In a classic example of substantive consolidation, two or more subsidiaries of a parent company could fail. Their finances may be closely intertwined, as seen in cases where one company supplies another or when the same personnel oversee both companies and fail to keep them clearly separated. Sometimes, creditors themselves tend to blur the lines between the companies they do business with, and this can make it hard to determine which company owes what money, and to whom.
On reviewing the cases, a judge in a bankruptcy court may determine that substantive consolidation is the best option. The liabilities of both companies are cataloged and combined, as are any available assets. Creditors are provided with compensation on the basis of the type of debt involved. It may not always be possible to completely repay debt, as seen when companies do not have enough assets to cover their debt. Higher-ranking creditors will be repaid first, followed by lesser obligations.
There is a potential with substantive consolidation that some creditors may lose out. The intermingled assets must pay for the liabilities for both companies. Creditors who might have gotten a bigger percentage of their monies must share with more creditors and may not receive full payment as a result. Judges must consider this issue when deciding whether to pool the assets and liabilities of two companies. Also under consideration is whether companies are asking for bankruptcy protection to reorganize, or are actually liquidating.

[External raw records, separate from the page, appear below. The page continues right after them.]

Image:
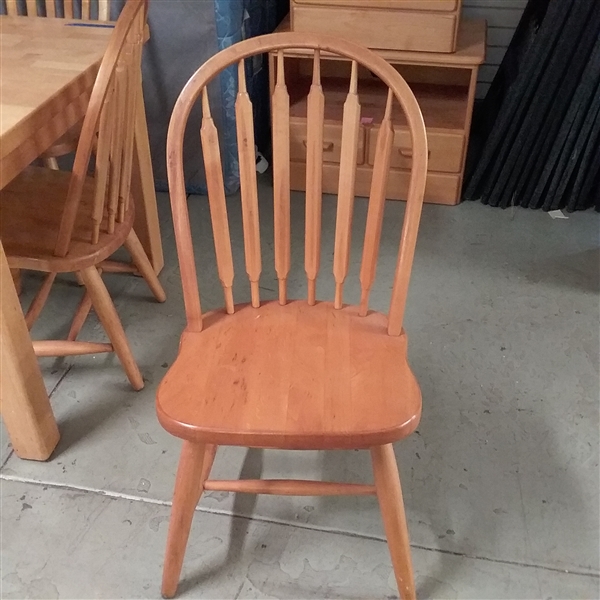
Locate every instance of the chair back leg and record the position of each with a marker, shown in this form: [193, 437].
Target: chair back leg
[107, 313]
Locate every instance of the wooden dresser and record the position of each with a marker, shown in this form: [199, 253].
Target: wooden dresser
[444, 84]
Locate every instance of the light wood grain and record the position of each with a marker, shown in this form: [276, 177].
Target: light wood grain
[314, 177]
[389, 493]
[381, 169]
[107, 314]
[56, 221]
[387, 27]
[24, 403]
[287, 487]
[270, 378]
[68, 348]
[345, 205]
[188, 489]
[426, 5]
[249, 189]
[281, 178]
[444, 85]
[470, 48]
[39, 300]
[211, 152]
[48, 71]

If substantive consolidation is a possibility in a case, people may be provided with a chance to comment, allowing them to discuss concerns with the judge. People watching the proceedings tend to take careful note of moves like consolidation, as it may provide important information about how and when the case will be settled. If the company is high profile, it may be discussed in the mainstream media, as well as being covered in the financial news and examined by analysts who have an interest in the case.